I think we will probably proceed with IVF next cycle, all being well.
I got down 4 bag/boxes of saved baby stuff yesterday. I haven’t been through them, I’ve just put them into the cupboard in our bedroom, ready to clear out. I thought about bringing it all down, but we have a high chair, car seat, cot, and a whole load of other large items up there that will just be in the way down here. So for now, they wait.
I’ve also made a list of things to do “when we get to the end”, which includes things like going out for a commemorative meal, a trip to starbucks (no guilt, yay!), clearing out my pregnancy test stash, reading three novels I love, finding a piece of memorial jewellery, and some pampering time for this poor body that has tried so hard to do what I wanted. Also on the list is to order the baby name plates that I’ve been putting off for over three years because I wanted to make sure we got three that matched. Now, it won’t matter, so I will have my two and hang them proudly in the hall.
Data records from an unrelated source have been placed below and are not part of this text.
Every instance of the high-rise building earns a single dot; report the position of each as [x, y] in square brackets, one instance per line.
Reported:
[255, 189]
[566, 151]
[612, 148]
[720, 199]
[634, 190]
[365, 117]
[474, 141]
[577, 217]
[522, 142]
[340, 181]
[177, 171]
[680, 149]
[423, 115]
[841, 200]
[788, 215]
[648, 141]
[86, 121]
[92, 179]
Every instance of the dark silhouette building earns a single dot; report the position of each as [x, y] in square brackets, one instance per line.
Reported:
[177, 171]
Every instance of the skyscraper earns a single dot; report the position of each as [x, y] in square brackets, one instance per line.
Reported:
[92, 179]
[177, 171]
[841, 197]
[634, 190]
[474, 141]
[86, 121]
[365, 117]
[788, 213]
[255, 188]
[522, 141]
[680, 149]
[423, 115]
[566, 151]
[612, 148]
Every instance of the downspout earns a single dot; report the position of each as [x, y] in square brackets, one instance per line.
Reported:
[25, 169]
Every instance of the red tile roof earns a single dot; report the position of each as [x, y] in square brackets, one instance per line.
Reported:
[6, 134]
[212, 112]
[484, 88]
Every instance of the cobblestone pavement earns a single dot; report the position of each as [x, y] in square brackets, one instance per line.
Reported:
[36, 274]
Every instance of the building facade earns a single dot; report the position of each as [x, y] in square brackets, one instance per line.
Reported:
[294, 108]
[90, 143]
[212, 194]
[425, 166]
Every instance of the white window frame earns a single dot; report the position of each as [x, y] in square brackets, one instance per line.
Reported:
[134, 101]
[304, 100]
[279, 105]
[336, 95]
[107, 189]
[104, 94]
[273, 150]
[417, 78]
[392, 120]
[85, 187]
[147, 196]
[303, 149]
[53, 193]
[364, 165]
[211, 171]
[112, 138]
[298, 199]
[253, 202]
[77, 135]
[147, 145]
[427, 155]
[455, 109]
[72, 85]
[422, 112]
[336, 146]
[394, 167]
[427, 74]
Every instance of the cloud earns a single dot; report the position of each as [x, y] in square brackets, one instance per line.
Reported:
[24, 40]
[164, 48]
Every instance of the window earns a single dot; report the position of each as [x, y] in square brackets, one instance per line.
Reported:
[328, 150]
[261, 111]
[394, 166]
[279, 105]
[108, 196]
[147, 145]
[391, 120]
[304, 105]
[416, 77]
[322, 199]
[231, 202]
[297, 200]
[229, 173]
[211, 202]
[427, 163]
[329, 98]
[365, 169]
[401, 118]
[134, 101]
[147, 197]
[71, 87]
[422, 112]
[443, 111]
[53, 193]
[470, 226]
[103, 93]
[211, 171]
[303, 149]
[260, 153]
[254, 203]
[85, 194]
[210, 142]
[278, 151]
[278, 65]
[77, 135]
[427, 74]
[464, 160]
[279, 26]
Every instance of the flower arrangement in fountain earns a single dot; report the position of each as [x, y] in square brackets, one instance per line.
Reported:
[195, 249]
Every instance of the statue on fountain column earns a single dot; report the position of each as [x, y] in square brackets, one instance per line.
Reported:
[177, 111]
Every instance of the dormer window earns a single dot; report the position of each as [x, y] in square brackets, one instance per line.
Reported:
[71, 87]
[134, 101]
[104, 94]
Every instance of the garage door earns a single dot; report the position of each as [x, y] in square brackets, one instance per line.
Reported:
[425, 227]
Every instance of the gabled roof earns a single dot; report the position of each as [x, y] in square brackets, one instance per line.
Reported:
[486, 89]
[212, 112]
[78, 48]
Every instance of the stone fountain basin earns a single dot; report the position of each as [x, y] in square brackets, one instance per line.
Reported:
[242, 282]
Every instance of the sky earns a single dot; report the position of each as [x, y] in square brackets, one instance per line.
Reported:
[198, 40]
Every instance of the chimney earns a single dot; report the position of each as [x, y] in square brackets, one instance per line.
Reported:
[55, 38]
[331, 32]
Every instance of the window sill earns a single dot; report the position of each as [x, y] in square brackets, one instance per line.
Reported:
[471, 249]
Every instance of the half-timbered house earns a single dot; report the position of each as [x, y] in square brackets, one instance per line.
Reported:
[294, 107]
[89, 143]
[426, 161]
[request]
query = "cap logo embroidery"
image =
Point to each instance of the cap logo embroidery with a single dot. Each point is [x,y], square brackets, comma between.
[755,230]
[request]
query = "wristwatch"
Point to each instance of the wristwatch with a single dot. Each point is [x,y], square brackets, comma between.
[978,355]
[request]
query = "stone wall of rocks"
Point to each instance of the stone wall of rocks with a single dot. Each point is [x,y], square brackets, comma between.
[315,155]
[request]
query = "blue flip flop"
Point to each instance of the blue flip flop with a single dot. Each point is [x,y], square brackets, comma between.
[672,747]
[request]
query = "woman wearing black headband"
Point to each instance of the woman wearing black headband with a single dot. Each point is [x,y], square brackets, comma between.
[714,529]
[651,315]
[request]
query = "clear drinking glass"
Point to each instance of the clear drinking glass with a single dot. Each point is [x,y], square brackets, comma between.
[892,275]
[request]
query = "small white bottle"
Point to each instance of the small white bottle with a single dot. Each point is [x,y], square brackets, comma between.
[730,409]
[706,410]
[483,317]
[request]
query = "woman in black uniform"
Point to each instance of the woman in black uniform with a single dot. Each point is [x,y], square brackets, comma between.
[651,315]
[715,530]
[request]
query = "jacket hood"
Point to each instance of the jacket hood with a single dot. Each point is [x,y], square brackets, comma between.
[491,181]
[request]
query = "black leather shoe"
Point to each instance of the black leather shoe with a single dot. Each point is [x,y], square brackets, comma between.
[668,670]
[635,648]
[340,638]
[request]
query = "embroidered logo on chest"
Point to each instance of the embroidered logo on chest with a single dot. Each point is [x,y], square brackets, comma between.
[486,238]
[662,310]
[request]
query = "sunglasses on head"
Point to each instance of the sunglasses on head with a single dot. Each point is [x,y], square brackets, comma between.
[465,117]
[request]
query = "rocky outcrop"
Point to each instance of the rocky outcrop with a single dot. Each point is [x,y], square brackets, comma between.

When I was little my parents had name plates for both of us in the kitchen. They were blue and white and contained our name, date of birth and weight. There was also a tiny picture of a clock in the background and the hands pointed to the time we were born. They were hand painted and they were so significant to me. In an emotionally empty house, they were a sign of the fact that our parents had taken note of the event of our births, despite their emotional distance from us, especially as we got older. I’ve wanted to get them for the boys for so long, but have held off, and held off, always waiting for the brother or sister to arrive so I could order them all together as a set. I can release that burden in a few weeks.
I won’t reproduce my list here, as there are some personal things on there I’m not even able to share on a blog, but it’s a meaningful set of things I need to do for me, a passage from one period of life into another.
I’m also giving myself full permission to drop out of life, and spend three days crying in bed if this doesn’t work out. It’s my right to grieve in that way and I will make sure I let that grief out at the time so that I don’t end up breaking down and crying in the middle of a random conversation in the playground, or while I’m out shopping or something, two months down the line.
I don’t know how I’m going to feel when I get out of this perspex secondary infertility prison, but I’m hoping I can carry a little bit of the feeling of relief and, in a strange way, excitement, that I feel right now, through the tears that might (very probably) be on their way. I hope I can remember, amid the awful feeling of loss for that person our family never got to meet, that moving on is the best thing to do for all of us. I’m writing this down now, so hopefully I can read it back and remember that we chose to move on. That life should be about more than just trying to conceive, and recovery from miscarriage. That each person has their limit and I don’t want the focus of our days to be on each cycle and whether or not it will work, or each pregnancy and whether or not it will hold.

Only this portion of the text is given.